Whether or not the logo satisfies the trademark office’s standards for trademarking a logo will determine if it gets published after the second office action.

Having a lawyer is a must?

No. Getting a trademark for your logo is something you can do on your own. However, hiring legal representation can be helpful. An intellectual property attorney can help you apply for a trademark and manage all the necessary paperwork. Since they have probably done this many times before, your lawyer can make the process as straightforward and stress-free as possible, saving you time, effort, and the possibility of making a mistake.

My trademark application was denied. Now what?

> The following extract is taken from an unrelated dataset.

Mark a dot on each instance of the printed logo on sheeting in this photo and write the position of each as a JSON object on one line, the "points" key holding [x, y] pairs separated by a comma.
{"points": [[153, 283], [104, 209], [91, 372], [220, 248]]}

Your trademark application may be denied for a variety of reasons. For example:

  • Logo is very generic.
  • There is a substantial possibility that consumers will mix up your logo with one that has already been registered as a trademark.
  • Your logo serves more as a decoration than an actual trademark.
  • You can’t trademark your logo because it uses objectionable language or images (but there are exceptions).
  • The logo’s visual elements or text incorrectly convey the idea that your business or its products originate in a particular region.

An appeal can be filed with the trademark office if you believe the rejection was unjustified, increasing the likelihood that your application will be approved on a second try. If your logo is rejected as ineligible for trademarking, you will need to start from scratch and design a new one.